Suppliers may sell glassware to retail licensees at the actual cost to the original purchaser. [CO Regulations, Regulation 47-322(K).] CAUTION: Under Title 27 CFR Part 6.88 of the federal regulations, glassware includes “…similar containers made of other material….”

Industry members may sell glassware to clubs, drinking establishments, or caterers, if sold at not less than the cost to the industry member who originally purchased it. [Div. of Alcoholic Beverage Control, “Handbook for Supplier Permits,” website, accessed 10/1/2020.] CAUTION: Under Title 27 CFR Part 6.88 of the federal regulations, glassware includes “…similar containers made of other material….”

Glassware (or similar containers made of other materials) may be sold to retail licensees in any quantity at not less than the cost to the industry member who originally purchased them. The amount charged must be collected in accordance with the credit regulations set forth in the Missouri statutes and regulations. [MO Regulations, Title 11, Division 70, Chapter 2, Section 2.040 (1)(B) and MO Law, Title XX, Chapter 311, Section 311.070, Subsections 3(2), 4(4) and (5)]

Giving away glassware and cups is specifically prohibited. Further, there are no provisions in the statutes or regulations which would allow the sale of glassware to retail licensees by suppliers and manufacturers. The statute provides that the Department may not by rule or decision approve glassware as an authorized retailer advertising specialty for distilled spirits or wine. “Glassware” means a single-service glass container or non-glass container capable of holding no more than twenty-three ounces (23oz) of liquid volume or a decanter, chalice, infusion jar, or similar container of any size and made of any material. [CA Law, Business and Professions Code, Division 9, Chapter 15, Section 25600.] However, wholesalers may sell glassware to retail licensees under federal guidelines. Note: Under[…]

Generally speaking, on-premise licensees may not use alcoholic beverage branded glassware. Exceptions to this prohibition include microbrewers, brewers, brew pubs, winemakers and small winemakers, who are allowed to use branded glassware with their own name and logo on their licensed premises to advertise brands that they manufacture. On-premise licensees are allowed to offer distilled spirits branded glassware to consumers through “Keep the Glass” promotions. Refer to section 15, Subsection 15.13, Advertising Specialties/Novelties, for guidelines applicable to furnishing “branded barware” to retail licensees. Note: Refer also to Section 15, Subsection 15.9.5, Promotional Activities on Licensed Premises, for information regarding “Keep the Glass” branded promotions on licensed premises. Please note that “Keep the Glass” promotions are permissible for distilled spirits only. [“Promoting[…]

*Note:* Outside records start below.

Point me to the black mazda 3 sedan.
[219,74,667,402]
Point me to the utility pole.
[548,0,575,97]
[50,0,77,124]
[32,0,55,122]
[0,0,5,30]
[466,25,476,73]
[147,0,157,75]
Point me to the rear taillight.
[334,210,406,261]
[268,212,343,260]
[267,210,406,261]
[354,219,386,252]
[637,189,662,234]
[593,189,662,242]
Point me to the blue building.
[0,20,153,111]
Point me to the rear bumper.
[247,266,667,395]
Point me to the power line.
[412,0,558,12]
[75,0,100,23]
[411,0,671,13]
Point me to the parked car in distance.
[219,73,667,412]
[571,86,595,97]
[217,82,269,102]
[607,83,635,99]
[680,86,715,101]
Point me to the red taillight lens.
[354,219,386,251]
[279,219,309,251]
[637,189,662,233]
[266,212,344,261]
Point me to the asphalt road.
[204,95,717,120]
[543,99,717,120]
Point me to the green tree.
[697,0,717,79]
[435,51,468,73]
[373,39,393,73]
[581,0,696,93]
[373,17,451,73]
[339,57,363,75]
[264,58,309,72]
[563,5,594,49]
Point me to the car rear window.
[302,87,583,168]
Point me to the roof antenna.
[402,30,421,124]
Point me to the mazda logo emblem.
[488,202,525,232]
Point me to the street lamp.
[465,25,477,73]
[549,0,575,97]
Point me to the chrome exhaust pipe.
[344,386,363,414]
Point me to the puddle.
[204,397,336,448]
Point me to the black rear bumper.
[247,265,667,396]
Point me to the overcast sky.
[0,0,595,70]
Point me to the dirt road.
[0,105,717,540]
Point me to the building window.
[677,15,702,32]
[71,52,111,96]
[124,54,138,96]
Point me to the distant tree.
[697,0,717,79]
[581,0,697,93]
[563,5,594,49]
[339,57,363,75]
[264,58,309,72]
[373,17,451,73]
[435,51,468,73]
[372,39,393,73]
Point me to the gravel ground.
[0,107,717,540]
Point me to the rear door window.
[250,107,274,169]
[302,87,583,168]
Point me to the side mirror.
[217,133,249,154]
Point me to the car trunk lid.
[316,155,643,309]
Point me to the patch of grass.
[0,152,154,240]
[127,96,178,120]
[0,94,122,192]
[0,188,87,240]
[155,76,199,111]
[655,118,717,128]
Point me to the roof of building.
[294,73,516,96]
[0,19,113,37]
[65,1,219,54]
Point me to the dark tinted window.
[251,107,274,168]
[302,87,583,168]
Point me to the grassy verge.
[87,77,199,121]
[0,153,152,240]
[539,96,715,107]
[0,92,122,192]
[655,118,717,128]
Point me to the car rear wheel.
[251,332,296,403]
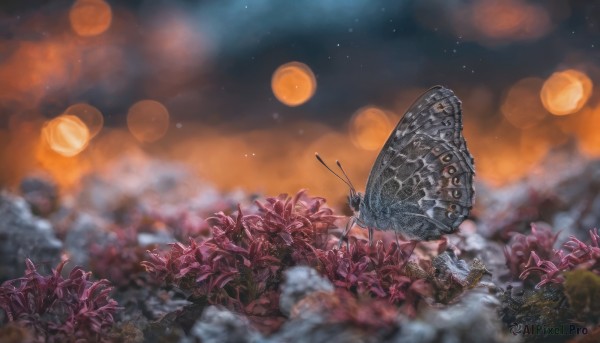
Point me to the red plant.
[504,223,558,278]
[519,229,600,288]
[0,259,118,342]
[142,191,337,322]
[142,191,430,324]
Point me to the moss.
[564,269,600,324]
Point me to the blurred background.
[0,0,600,207]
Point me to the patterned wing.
[359,86,474,240]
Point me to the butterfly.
[316,86,475,246]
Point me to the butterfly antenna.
[335,160,356,191]
[315,152,354,190]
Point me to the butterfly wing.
[359,86,475,240]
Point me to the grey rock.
[279,266,333,316]
[0,192,62,281]
[391,290,519,343]
[190,306,264,343]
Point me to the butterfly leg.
[338,216,356,249]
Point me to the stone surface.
[0,193,62,281]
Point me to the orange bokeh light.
[500,77,547,129]
[471,0,550,39]
[69,0,112,37]
[127,100,169,143]
[577,105,600,158]
[271,62,317,107]
[540,69,593,116]
[350,106,392,150]
[65,103,104,139]
[42,115,90,157]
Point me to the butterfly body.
[347,86,475,240]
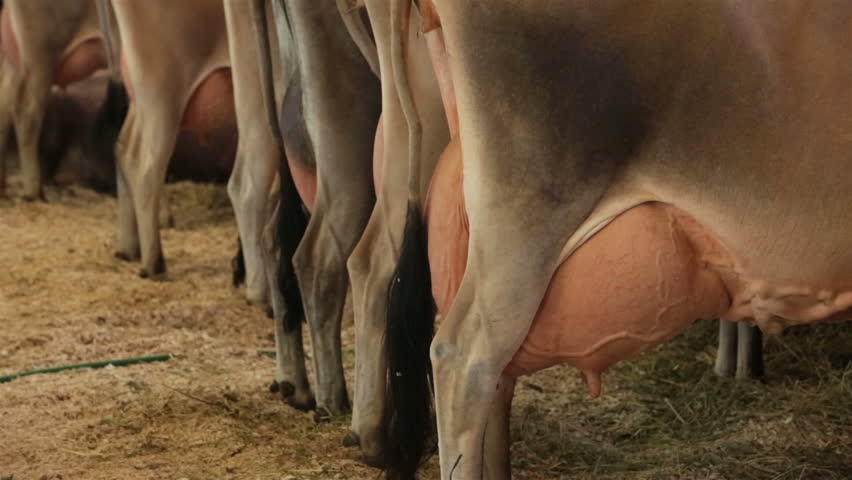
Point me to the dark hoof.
[231,255,246,288]
[361,455,385,468]
[276,382,296,400]
[139,255,166,278]
[314,407,334,423]
[284,395,317,412]
[115,251,139,262]
[21,191,47,202]
[343,430,361,448]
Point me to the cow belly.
[181,68,237,139]
[425,137,470,314]
[427,143,729,395]
[506,203,729,395]
[54,38,107,87]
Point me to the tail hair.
[384,201,435,480]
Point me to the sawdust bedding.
[0,173,852,480]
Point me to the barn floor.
[0,174,852,480]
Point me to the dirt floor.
[0,172,852,480]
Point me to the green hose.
[0,354,172,383]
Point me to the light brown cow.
[253,0,380,418]
[345,0,449,465]
[382,0,852,480]
[0,0,106,199]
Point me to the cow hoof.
[231,255,246,288]
[343,430,361,448]
[361,455,385,468]
[275,382,296,400]
[314,407,334,423]
[282,393,317,412]
[139,255,166,279]
[115,250,139,262]
[21,190,47,202]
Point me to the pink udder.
[54,38,107,87]
[0,7,21,70]
[427,145,729,396]
[181,68,237,141]
[284,152,317,212]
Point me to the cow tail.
[385,0,435,480]
[252,0,308,331]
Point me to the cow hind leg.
[293,176,373,419]
[228,135,279,305]
[115,110,141,262]
[0,58,17,198]
[261,197,316,410]
[713,319,737,377]
[736,322,764,379]
[344,206,405,466]
[119,104,181,278]
[484,375,515,478]
[15,69,53,200]
[431,224,564,480]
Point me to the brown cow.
[382,0,852,480]
[0,0,106,199]
[104,0,237,277]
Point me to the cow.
[380,0,852,480]
[344,0,449,465]
[0,0,106,200]
[102,0,237,278]
[246,0,381,420]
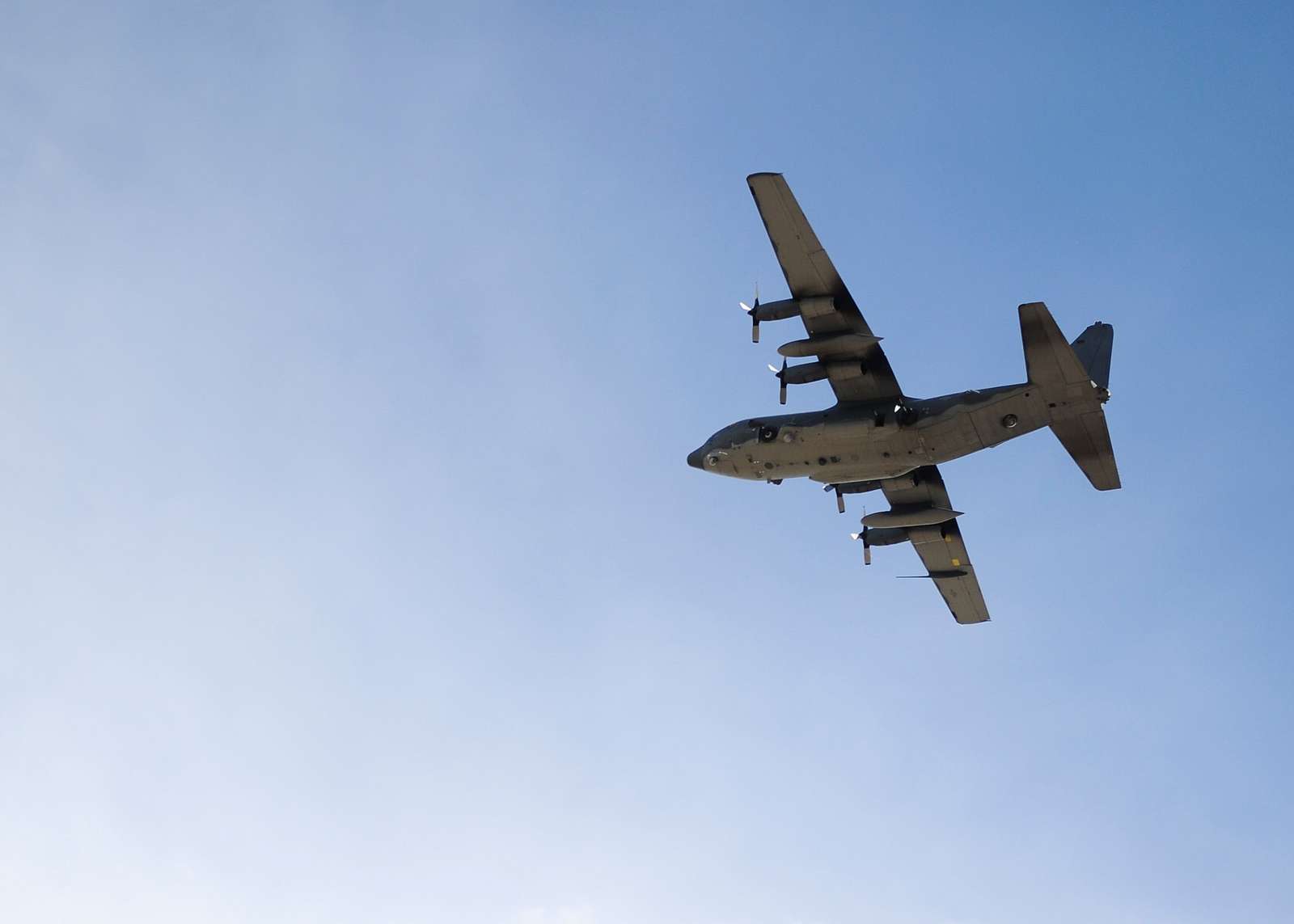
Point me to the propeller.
[849,508,872,564]
[768,360,787,403]
[738,282,755,341]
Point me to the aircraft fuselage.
[687,383,1055,484]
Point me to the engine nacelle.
[863,504,962,527]
[751,299,801,323]
[867,527,912,545]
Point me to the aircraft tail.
[1020,302,1122,491]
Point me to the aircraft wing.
[746,174,902,401]
[882,465,988,624]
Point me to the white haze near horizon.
[0,2,1294,924]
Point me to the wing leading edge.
[746,174,902,401]
[882,465,988,625]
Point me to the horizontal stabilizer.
[1020,302,1091,392]
[1051,407,1122,491]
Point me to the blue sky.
[0,2,1294,924]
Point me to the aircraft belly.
[920,410,983,463]
[763,423,927,482]
[969,390,1047,446]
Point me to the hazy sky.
[0,2,1294,924]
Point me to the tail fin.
[1020,302,1122,491]
[1069,321,1114,390]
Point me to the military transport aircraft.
[687,174,1119,622]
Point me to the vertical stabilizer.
[1020,302,1121,491]
[1070,321,1114,388]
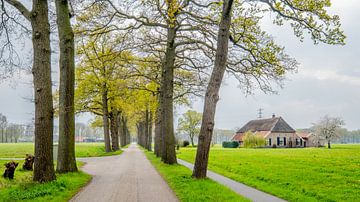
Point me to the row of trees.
[0,0,77,182]
[1,0,345,181]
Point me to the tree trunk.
[154,104,162,157]
[30,0,56,182]
[190,136,195,147]
[147,110,153,151]
[110,109,120,151]
[125,125,131,145]
[193,0,233,178]
[120,116,127,147]
[144,109,151,151]
[55,0,77,173]
[102,84,111,152]
[160,26,177,164]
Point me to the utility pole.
[257,108,264,119]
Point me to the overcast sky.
[0,0,360,129]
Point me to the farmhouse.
[232,115,307,148]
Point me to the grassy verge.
[75,143,123,157]
[0,161,91,202]
[145,151,249,202]
[0,143,122,158]
[178,145,360,201]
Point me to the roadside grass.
[144,151,249,202]
[75,142,123,157]
[0,143,122,158]
[0,160,91,202]
[178,145,360,201]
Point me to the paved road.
[70,144,178,202]
[178,159,285,202]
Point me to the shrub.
[222,141,240,148]
[243,131,266,148]
[183,140,190,147]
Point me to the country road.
[70,144,178,202]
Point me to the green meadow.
[0,160,91,202]
[178,145,360,201]
[144,151,249,202]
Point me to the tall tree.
[178,110,202,147]
[75,0,212,164]
[0,0,56,182]
[193,0,234,178]
[193,0,345,178]
[313,115,345,149]
[0,114,7,143]
[55,0,77,173]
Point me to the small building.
[232,115,307,148]
[297,132,326,147]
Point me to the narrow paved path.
[177,159,285,202]
[71,144,178,202]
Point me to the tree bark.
[193,0,233,178]
[160,26,177,164]
[55,0,77,173]
[190,135,195,147]
[147,110,153,151]
[102,84,111,152]
[154,104,162,157]
[120,116,127,147]
[30,0,56,182]
[110,109,120,151]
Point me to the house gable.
[237,117,295,133]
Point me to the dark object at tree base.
[3,161,19,180]
[23,154,35,170]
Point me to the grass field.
[145,151,249,202]
[178,145,360,202]
[0,161,91,202]
[0,143,122,158]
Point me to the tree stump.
[3,161,19,180]
[23,154,35,170]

Permitted under federal guidelines. Refer to Title 27 CFR Part 6.88 of the federal regulations for specific details. Delaware regulations do not specifically address what is permitted, but simply state that suppliers may not engage in any practices not permitted by the Federal Alcohol Administration Act. [DE Regulations, Rule 908, Section 3.3.] CAUTION: Under Title 27 CFR Part 6.88 of the federal regulations, glassware includes “…similar containers made of other material….”

Effective October 1, 2018, malt beverage manufacturers or importers may give branded glassware free of charge to distributors, who then may give up to 10 cases of free glassware per licensed premises to licensed Florida vendors that sell malt beverages for on-premises consumption in any calendar year. The free glassware must be single-serving containers holding no more than twenty-three (23) ounces each. Vendors who receive the free glassware may not sell it or return it to the distributor for cash, credit or replacement. Records of the gifts must be maintained for three years by each manufacturer, importer, distributor and vendor. [FL Law, Title 34, Chapter 561, Section 561.42(14)(a); FL Regulations 61A-1.01010.]

Wholesalers may provide branded glassware to an on-sale retailer when the fair market value of all promotional items given to a retailer does not exceed $500 in any calendar year and the glassware conspicuously displays the brand name of the spirituous liquor. [Industry Advisory, dated December 4, 2012, available on the agency website; AZ Law, Title 4, Chapter 2, Article 3, Sections 4-243(D).]

Manufacturers and vendors authorized by a manufacturer may sell service items bearing references to alcoholic beverage brands to on-premise retail licensees. Retail licensees purchasing such items must retain evidence of payment to the manufacturer or authorized vendor for a period of not less than two (2) years from the date of each purchase of such service items. “Service items” are defined as articles of tangible property normally used by employees of on-premise retail licensees to serve alcoholic beverages to customers, including, but not limited to, glassware, napkins, buckets and coasters. [VA Law, Title 4.1, Chapter 2, Section 4.1-201(A)(12) and VA Regulations, Title 3, Agency 5, Chapter 30, Section 3VAC5-30-80(D).]